Tilford was talking about his own company’s product: Animals Apawthecary’s “Tranquillity Blend.” Tilford is modest about his own work, and reluctant to promote his own products over others that may be available. Animals Apawthecary’s products may be purchased from Animal Essentials (888- 551-0416 or www.animalessentials.com, click on “buy products” and then “Animals’ Apawthecary”).
Don’t confuse flower essence remedies with herbal remedies. Flower essence remedies are highly diluted preparations, similar to homeopathic remedies in that they contain little of the original phytochemicals found in their source plants. Tilford is an herbalist.
WDJ has published an article on flower essence remedies (“Flower Power” March 1999) and also discussed them (and “Rescue Remedy” in particular) in “When the Thunder Rolls,” April 2000. Looks like we’re due for a new article on the topic.
Thanks so much for the article on Addison’s disease (“The Great Pretender,” February 2003).
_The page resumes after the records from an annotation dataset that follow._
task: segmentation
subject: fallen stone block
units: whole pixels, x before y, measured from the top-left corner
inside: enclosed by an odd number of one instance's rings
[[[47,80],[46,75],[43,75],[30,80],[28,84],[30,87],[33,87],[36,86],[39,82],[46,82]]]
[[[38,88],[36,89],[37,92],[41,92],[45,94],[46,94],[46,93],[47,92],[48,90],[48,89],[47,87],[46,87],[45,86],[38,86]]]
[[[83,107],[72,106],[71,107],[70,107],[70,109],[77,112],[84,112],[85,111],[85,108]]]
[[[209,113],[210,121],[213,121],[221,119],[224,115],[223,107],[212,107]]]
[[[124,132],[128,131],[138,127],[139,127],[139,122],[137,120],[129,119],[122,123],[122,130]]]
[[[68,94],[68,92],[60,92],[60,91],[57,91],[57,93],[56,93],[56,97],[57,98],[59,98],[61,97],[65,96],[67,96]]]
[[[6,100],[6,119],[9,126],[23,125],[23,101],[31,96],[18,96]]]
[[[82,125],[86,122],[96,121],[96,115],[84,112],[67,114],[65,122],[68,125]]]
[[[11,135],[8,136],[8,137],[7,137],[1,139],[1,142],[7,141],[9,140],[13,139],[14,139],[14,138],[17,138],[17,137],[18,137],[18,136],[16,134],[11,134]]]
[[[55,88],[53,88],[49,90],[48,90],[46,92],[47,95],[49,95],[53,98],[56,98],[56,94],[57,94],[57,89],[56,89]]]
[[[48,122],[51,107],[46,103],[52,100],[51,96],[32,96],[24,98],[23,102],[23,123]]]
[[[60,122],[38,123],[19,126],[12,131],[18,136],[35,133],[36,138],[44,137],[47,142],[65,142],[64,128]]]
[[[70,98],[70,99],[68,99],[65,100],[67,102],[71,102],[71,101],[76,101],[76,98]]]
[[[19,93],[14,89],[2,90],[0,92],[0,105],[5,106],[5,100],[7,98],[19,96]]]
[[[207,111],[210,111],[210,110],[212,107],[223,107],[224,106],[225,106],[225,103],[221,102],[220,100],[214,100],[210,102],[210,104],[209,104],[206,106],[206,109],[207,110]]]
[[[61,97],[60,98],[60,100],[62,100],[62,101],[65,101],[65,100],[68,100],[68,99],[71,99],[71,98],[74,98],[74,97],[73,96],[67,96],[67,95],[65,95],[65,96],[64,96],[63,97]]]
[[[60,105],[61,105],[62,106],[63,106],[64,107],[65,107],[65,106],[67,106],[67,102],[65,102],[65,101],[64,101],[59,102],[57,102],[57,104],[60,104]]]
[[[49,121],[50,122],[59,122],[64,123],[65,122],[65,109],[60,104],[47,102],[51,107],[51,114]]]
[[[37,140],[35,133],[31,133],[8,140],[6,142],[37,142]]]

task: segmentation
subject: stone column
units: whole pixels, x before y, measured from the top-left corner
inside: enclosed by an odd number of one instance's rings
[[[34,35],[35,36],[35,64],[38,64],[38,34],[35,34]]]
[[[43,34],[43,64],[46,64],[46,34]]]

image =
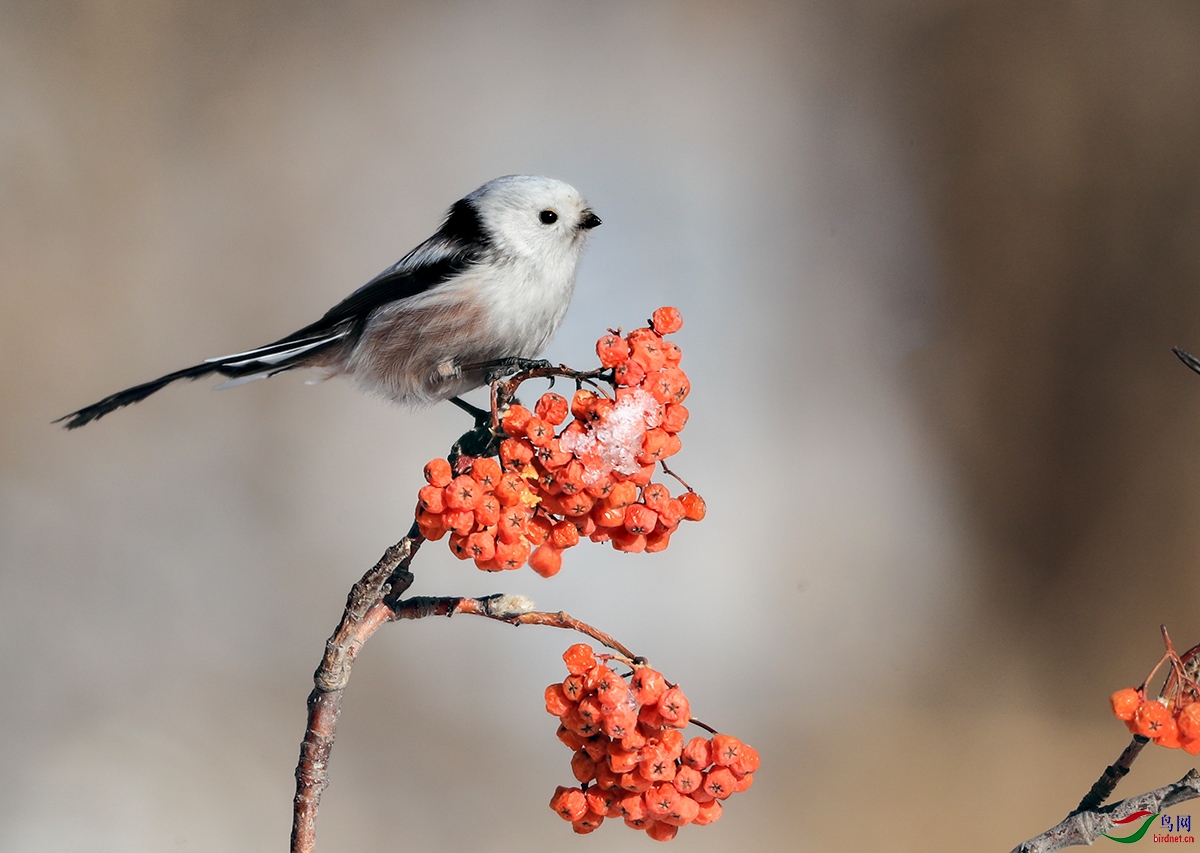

Little did I know when I read it in February that I would need that information in August. My beloved three-year-old Bull Terrier was diagnosed with Addison’s after nearly dying from a cardiac arrhythmia secondary to a high potassium level. I gave your article to my local vet and the vet at Colorado State University Veterinary Teaching Hospital. The information in the article helped me enormously.
-Betsy Cullen, nurse practitioner
We’re so glad that article helped. As you learned, Addison’s is one of the most frequently misdiagnosed life-threatening diseases. Readers, save those back issues! You never know when you will need them.
Thanks for the outstanding article about deaf dogs in the September 2003 issue (“Deaf-Initely Trainable”). It was a great pleasure to read such a positive and accurate article. One of my dog companions is a deaf Australian Cattle Dog. She is so smart, well-behaved, and happy. I hope that excellent information such as that in your article will help dispel some of the myths about deaf dogs and enable more of them to find loving homes.
As the owner of a unilaterally deaf Australian Shepherd, I just had to write and thank you for the article on deaf dogs. Similar to Dr. Sell’s experience with her first deaf dog, our journey into the deaf dog world was unplanned. Frankie (our deaf Aussie) has shared our lives for over three years. We can’t imagine life without him.
I would also like to applaud Jack Edward’s description of “special needs” as it relates to deaf dogs. Truly, we do not think of Frankie as a special needs dog. Being deaf is simply part of being “Frankie.” Since he was our first deaf dog, we were originally very concerned about being able to communicate with him. Very quickly, we learned our concern was completely unfounded. Quite simply, we rarely think about his deafness. Frankie communicates quite well, both in the canine and human world.
Our lives are forever changed, and we remain indebted to Frankie for the lessons he has taught us. We are also grateful to the deaf dog community at large as a source of support, education, and friendship.
Thanks for the very informative article on deaf dogs. I hope that you’ll consider including an article on another group of differently abled dogs: blind dogs. Sadly, they too are often euthanized due to their disability, or not given all of the opportunities open to other dogs. But as my blind Great Dane, Sapphire, clearly demonstrates, they can keep up with their sighted counterparts, and have a very active, enjoyable life.
Sapphire, who just turned four years old, had been brought into a vet clinic to be euthanized due to her disability. Fortunately, she made her way to a rescue group instead, and eventually we found each other when she was 16 months old. She is now active as a therapy dog, visiting the VA hospital and senior homes.
In addition, as of June 1, she was the 12th ranked APDT Rally Obedience dog in the country. She earned her first Rally Obedience title in January of this year, and has two legs towards her second title, which is all off-leash. We have started working on agility. She thoroughly enjoyed a two-day Canine Freestyle workshop, and will soon be starting a Canine Freestyle class.
I hope that those in doubt can be encouraged to realize that being blind does not need to keep a dog from living a full, happy life.
-Jeri and Sapphire
Wow! It’s amazing what we learn from our readers. We’ll start working on an article regarding the care and training of blind dogs.